Fala-se hoje de educação e ensino dos professores para que saibam como funciona verdadeiramente o cérebro. E isso é muito difícil, seja pela tendência do cientista em utilizar uma linguagem pouco acessível e pouco fácil ao professor, seja pela posição do professor para assimilar corretamente e depois aplicar esses conhecimentos na escola. Sugerem-se “intermediários” que possam ajudar os cientistas e os professores na transmissão desses conhecimentos entre uns e outros. Este é um capítulo em aberto e em debate permanente.

Como o professor pode atender a diferentes ritmos de trabalho, diferentes níveis de habilidades e diferentes patamares de desenvolvimento em sala de aula?

Esta é uma pergunta muito difícil. É preciso considerar que, em uma sala de aula, sempre teremos um conjunto heterogêneo de alunos com capacidades e “incapacidades” (problemas cerebrais como alguns que já mencionei) diferentes. A única maneira de atender a esses diferentes níveis é encontrando um nível básico de ensino conjunto para todos. E depois, em seminários seletivos, é preciso potencializar e ampliar esses conhecimentos em alguns alunos selecionados.

Fala-se hoje em educação customizada, ou seja, uma educação que parte do princípio de que todos aprendem de forma diferenciada. Portanto, todos temos “necessidades especiais”, e a educação deve atender essas diferenças. Como o senhor vê esse conceito?

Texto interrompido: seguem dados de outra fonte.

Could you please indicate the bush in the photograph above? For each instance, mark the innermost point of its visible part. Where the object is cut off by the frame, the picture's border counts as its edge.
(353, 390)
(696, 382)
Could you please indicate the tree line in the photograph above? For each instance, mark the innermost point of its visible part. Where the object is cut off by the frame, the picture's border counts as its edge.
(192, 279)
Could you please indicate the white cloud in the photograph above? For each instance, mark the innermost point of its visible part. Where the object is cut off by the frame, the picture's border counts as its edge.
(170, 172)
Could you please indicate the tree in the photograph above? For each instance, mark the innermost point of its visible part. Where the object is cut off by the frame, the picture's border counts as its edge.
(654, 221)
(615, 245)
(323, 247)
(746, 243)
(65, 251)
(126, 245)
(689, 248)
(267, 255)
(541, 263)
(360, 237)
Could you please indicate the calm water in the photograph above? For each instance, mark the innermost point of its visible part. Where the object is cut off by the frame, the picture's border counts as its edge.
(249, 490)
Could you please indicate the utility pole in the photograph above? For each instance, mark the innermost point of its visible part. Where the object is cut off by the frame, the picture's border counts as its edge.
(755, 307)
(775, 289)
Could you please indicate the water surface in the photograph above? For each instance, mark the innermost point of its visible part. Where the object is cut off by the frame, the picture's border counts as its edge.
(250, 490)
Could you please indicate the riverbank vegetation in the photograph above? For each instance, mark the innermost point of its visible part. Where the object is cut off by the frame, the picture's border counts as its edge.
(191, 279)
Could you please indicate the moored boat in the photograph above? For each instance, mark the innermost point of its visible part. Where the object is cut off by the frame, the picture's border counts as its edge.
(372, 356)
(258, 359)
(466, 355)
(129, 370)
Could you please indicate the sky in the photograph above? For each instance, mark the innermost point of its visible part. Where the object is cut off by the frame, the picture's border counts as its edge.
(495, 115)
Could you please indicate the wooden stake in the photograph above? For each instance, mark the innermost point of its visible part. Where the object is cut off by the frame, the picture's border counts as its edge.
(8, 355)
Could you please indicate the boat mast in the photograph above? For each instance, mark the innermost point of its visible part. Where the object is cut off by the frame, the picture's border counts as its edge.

É possível que a educação customizada tenha uma aplicação no futuro, mas hoje não, porque os conhecimentos que temos acerca de como funciona o cérebro ainda são escassos. Veja-se que até bem pouco tempo se pensava que era preciso educar as crianças baseando-se no diagnóstico relativo a se tinham nascido com funções predominantemente do lado direito ou esquerdo do cérebro, visto que teriam preferências ou talentos para a aprendizagem de um ou de outro tipo. Hoje sabemos que isso é falso. Outro exemplo: até pouco tempo, pensava-se que existiam “crianças visuais”, “crianças auditivas”, “crianças cinestésicas” e que, por isso, deveriam ser ensinadas com estilos diferentes para potencializar seus talentos específicos. E é curioso que se tenha dito aos professores que seria muito bom rotular as crianças como “V”, “A” ou “C” para focalizar ensinos específicos. Isso foi abandonado na prática.

 O que a escola pode fazer para desenvolver as capacidades de seus alunos?

Embora pareça inusitado, a escola em seu conjunto, além do que já comentei, pode promover a criação de salas de aula com muita luz e a prática de exercícios físicos aeróbicos pelos alunos. Surpreendentemente, a neuroarquitetura está mostrando que os alunos com salas de aulas providas de grandes janelas e com visão de grandes áreas verdes aprendem mais rapidamente e memorizam muito melhor. Além disso, o exercício físico tem-se mostrado como um dos instrumentos mais eficazes para aprender e memorizar melhor, pois favorece a produção de neurônios novos e fatores de crescimento nervoso nas áreas do cérebro que têm a ver com esses processos. Meu laboratório trabalha justamente na investigação experimental em ratos de todos esses processos no cérebro, de como um ambiente enriquecido por exercício físico, interação social, estímulos novos constantes que induzem a aprendizagem e a memória produzem mudanças físicas e químicas, anatômicas e fisiológicas no cérebro, ajudando a melhorar de forma considerável as suas funções, tanto cognitivas quanto de aprendizagem e memória.